Um künftig Ärger mit Anwohnern, die Ausbaubeiträge für Straßensanierungen zahlen müssen, zu vermeiden, hat Stadträtin Elisabeth Brock (Grüne/FL) am Mittwoch im Bauausschuss vorgeschlagen, ähnlich wie beim Thema Mobilfunk ein „dialogisches Verfahren“ einzuführen. Bei der CSU stieß das allerdings auf wenig Begeisterung. „Wir sind bereits auf einem guten Weg“, so Fraktionschef Erwin Hagenmaier.

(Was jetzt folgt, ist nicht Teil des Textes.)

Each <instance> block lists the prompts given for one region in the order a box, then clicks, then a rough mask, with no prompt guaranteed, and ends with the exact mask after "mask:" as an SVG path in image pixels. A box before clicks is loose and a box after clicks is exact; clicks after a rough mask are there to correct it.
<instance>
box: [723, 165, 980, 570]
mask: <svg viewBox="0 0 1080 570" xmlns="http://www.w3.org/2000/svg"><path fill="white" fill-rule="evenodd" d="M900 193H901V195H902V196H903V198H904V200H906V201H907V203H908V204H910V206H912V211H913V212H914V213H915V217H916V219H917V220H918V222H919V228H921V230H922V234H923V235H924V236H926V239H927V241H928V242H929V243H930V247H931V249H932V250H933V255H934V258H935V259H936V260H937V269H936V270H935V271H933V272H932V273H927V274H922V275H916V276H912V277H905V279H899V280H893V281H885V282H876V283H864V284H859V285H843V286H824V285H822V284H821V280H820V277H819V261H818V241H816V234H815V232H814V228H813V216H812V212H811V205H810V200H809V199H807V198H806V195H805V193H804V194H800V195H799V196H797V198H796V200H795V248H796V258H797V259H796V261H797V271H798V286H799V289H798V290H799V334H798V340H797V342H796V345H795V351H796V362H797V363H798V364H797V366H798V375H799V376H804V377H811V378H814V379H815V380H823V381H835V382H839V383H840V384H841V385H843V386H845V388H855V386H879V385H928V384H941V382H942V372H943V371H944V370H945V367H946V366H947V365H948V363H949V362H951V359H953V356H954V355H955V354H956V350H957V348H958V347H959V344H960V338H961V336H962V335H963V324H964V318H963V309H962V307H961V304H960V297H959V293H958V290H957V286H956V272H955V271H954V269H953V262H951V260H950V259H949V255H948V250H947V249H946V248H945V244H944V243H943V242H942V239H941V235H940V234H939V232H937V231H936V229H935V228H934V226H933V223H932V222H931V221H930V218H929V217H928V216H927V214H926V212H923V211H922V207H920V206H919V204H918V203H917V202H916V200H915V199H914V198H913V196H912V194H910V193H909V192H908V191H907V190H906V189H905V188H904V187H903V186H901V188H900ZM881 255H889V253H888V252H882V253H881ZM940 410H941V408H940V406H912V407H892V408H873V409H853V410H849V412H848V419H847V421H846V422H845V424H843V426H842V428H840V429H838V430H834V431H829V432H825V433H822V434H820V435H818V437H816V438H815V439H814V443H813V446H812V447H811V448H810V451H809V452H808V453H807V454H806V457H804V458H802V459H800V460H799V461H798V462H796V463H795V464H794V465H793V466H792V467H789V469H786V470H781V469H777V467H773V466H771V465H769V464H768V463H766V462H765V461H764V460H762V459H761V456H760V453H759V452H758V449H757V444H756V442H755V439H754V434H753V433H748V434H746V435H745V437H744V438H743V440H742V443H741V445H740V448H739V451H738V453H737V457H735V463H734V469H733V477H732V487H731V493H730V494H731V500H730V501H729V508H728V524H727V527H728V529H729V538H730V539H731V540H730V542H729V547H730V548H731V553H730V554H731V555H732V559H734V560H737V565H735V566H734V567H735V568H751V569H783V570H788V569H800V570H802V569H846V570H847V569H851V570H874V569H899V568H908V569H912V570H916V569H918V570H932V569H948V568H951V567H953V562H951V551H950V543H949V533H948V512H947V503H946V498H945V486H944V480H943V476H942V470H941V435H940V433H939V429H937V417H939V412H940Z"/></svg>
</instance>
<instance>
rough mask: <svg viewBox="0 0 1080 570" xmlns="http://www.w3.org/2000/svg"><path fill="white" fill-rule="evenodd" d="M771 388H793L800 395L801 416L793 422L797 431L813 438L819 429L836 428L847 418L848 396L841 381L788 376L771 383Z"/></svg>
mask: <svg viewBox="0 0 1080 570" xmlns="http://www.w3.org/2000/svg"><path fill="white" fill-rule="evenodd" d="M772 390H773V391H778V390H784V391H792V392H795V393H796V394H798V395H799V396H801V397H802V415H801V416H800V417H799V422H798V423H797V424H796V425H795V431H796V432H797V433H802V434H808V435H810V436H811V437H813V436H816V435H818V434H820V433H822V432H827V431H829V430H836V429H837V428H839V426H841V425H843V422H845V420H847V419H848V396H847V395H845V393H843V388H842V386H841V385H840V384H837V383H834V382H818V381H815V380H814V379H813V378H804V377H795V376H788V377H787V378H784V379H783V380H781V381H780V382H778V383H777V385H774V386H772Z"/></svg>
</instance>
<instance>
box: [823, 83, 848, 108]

„Man kann diese Verärgerung vermeiden, indem man die Leute rechtzeitig informiert“, spielte Brock auf die jüngst im KREISBOTE geäußerte Kritik an der Informationspolitik von Bauverwaltung und KKU an. So könnte man ähnlich wie beim Thema Mobilfunk ein „dialogisches Verfahren“ einführen, regte Brock an. OB Dr. Ulrich Netzer (CSU) gestand in diesem Zusammenhang Versäumnisse ein. Zwar hätten alle betroffenen Grundstückseigentümer zu Beginn der Sanierungsarbeiten ein Info-Schreiben bekommen. Das sei seinerzeit aber „nicht so klar formuliert“ gewesen wie es mittlerweile der Fall sei. „Im Dialog ist im Einzelnen hier und da noch an der Stellschraube zu drehen“, so der Rathauschef. Darüber hinaus, so Netzer weiter, wolle die Verwaltung den Zeitraum zwischen der Ankündigung des Kostenbescheids und der tatsächlichen Zahlungsaufforderung künftig etwas weiter dehnen. „Aber mehr ist in diesem Punkt nicht drin“, erklärte Netzer. Inwieweit die Fristen verlängert werden, müsse noch geprüft werden. CSU-Fraktionschef Erwin Hagenmaier meinte, dass die Bürger unter Netzers Vorgängern noch wesentlich länger auf ihre Kostenbescheide hätten warten müssen – teilweise Jahrzehnte. „Von daher sind wir auf einem guten Weg“, betonte er. Eine zinslose Stundung der Beiträge, wie von den Stiftstadtfreunden gefordert, sei allerdings nicht machbar, erklärte Kämmerer Kai Welzig gegenüber dem KREISBOTE. „Das dürfen wir gar nicht“, betonte er. Einer „normalen“ Stundung der Beitragszahlungen stehe jedoch nichts im Weg – vorausgesetzt, der Antragsteller könne stichhaltige Gründe anführen. Davon abgesehen komme die Stadtverwaltung den Bürgern bei der Bemessung der Beitragshöhe weit entgegen. Die Mustersatzung des Freistaats sehe nämlich eine Ausbaubeitragsbeteiligung in Höhe von 80 Prozent vor. Kempten erhebe dagegen nur 60 Prozent. „Wir sind zugunsten der Bürger etwas runter gegangen“, erklärte Welzig.